Now sealed shut, the narrative of Silvo’s symptoms no longer interferes with reality; but the book, of course, is unreadable. The reader, an outsider to the text and to the experience of Silvo’s illness, possesses an agency that Silvo (or the novel) will never have: the reader can close the book, turn away from the poetics of illness and put it down, but the experience of illness cannot be overcome in this same way, it cannot be isolated and detached, or sealed away within the pages of a novel.
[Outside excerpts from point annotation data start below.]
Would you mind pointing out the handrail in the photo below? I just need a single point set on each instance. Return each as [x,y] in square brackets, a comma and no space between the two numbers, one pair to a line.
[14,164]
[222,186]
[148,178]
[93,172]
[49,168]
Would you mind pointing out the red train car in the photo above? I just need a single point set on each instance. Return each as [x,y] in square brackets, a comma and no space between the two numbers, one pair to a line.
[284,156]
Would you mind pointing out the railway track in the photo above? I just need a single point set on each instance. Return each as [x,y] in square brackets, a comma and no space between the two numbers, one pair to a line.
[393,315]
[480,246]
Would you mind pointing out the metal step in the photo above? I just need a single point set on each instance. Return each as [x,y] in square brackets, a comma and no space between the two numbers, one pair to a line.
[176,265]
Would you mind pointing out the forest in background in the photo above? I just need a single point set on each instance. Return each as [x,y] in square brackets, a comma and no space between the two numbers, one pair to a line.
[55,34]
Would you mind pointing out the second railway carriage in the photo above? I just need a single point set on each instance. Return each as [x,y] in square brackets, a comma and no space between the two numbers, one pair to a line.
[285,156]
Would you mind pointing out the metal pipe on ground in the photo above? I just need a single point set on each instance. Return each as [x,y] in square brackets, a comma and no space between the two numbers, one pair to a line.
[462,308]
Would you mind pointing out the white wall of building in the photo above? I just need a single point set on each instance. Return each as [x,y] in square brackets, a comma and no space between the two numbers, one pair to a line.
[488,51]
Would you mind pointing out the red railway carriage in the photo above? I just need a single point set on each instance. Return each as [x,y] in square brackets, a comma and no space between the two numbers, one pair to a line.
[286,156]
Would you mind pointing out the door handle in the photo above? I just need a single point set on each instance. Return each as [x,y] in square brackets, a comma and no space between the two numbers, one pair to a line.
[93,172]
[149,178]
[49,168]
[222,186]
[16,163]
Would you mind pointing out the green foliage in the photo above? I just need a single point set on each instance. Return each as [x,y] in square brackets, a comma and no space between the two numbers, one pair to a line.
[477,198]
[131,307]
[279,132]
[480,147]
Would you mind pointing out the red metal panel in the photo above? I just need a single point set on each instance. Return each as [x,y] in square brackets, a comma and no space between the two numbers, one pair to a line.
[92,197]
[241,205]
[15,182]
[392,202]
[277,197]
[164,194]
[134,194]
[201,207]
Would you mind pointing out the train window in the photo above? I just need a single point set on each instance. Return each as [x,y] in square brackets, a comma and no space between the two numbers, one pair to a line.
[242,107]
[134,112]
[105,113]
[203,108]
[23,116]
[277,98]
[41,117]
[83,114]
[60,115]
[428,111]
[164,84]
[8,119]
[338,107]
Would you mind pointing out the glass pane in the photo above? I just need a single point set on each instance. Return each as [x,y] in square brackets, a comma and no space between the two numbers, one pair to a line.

Neuromaani invites the reader to empathize with the chaotic and excessive mental disorder of the narrator(s) and to marvel at the intriguing and impressive poetics, but it is careful to demonstrate—compassionately—that there is a significant difference between the experience of reading (or writing) illness and the experience of illness itself.
This blog post is based on the author’s previously published articles “The brain in our hands : The materiality of reading Neuromaani.” In Reading Today. Ed. by Heta Pyrhönen, & Janna Kantola. London: UCL Press, 2018 (45—56), and “Dissident Poetics, Experimental Excess: Jaakko Yli-Juonikas’ Finnish Novel Neuromaani.” In Brinda Bose (ed.), Humanities, Provocateur: Towards a Contemporary Political Aesthetics (111–125). New Delhi: Bloomsbury India, 2021.
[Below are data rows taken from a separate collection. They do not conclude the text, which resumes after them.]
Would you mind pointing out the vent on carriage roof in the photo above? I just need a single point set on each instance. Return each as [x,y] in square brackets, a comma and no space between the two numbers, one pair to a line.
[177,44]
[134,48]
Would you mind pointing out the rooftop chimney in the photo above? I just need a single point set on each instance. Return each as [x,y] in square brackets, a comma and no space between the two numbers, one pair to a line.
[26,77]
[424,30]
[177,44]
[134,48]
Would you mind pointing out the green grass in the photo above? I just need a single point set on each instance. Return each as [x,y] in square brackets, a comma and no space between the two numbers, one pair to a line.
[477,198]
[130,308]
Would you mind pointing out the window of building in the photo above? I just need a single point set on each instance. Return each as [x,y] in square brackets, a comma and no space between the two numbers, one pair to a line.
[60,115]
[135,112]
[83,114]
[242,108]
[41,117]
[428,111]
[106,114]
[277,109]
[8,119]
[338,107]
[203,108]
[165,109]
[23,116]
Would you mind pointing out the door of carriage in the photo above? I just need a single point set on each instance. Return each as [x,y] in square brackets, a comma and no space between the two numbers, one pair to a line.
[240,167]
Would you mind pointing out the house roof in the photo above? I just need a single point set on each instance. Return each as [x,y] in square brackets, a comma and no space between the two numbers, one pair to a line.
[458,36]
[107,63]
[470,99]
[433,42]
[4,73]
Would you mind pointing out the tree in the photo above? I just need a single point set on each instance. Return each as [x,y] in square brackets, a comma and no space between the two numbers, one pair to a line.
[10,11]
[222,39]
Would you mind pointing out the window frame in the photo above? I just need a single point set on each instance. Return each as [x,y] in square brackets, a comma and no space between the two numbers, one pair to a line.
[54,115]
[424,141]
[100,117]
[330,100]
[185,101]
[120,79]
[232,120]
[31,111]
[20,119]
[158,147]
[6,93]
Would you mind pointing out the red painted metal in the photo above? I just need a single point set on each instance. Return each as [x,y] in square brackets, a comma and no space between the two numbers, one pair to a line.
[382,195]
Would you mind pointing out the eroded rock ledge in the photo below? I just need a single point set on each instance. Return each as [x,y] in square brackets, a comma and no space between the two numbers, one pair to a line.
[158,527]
Dr. Laura Piippo works as a University Teacher (Lecturer) in Literature at the Department of Music, Art and Culture Studies, University of Jyväskylä, Finland. The topic of Piippo’s doctoral thesis (2020) was the experimental poetics of the contemporary Finnish novel Neuromaani (2012) by Jaakko Yli-Juonikas, especially the materiality and affects of the book. Her post-doctoral research project focuses on the places, forms, and value of a book (codex) in digital environments, and seeks to analyze the ways in which printed books, especially novels and their poetics and affects, are both affected by and represented in the digital environments, and the role that they play in related value creation. Her peer-reviewed articles, edited volumes, and special issues on these topics have been published (or are forthcoming) both in English and in Finnish.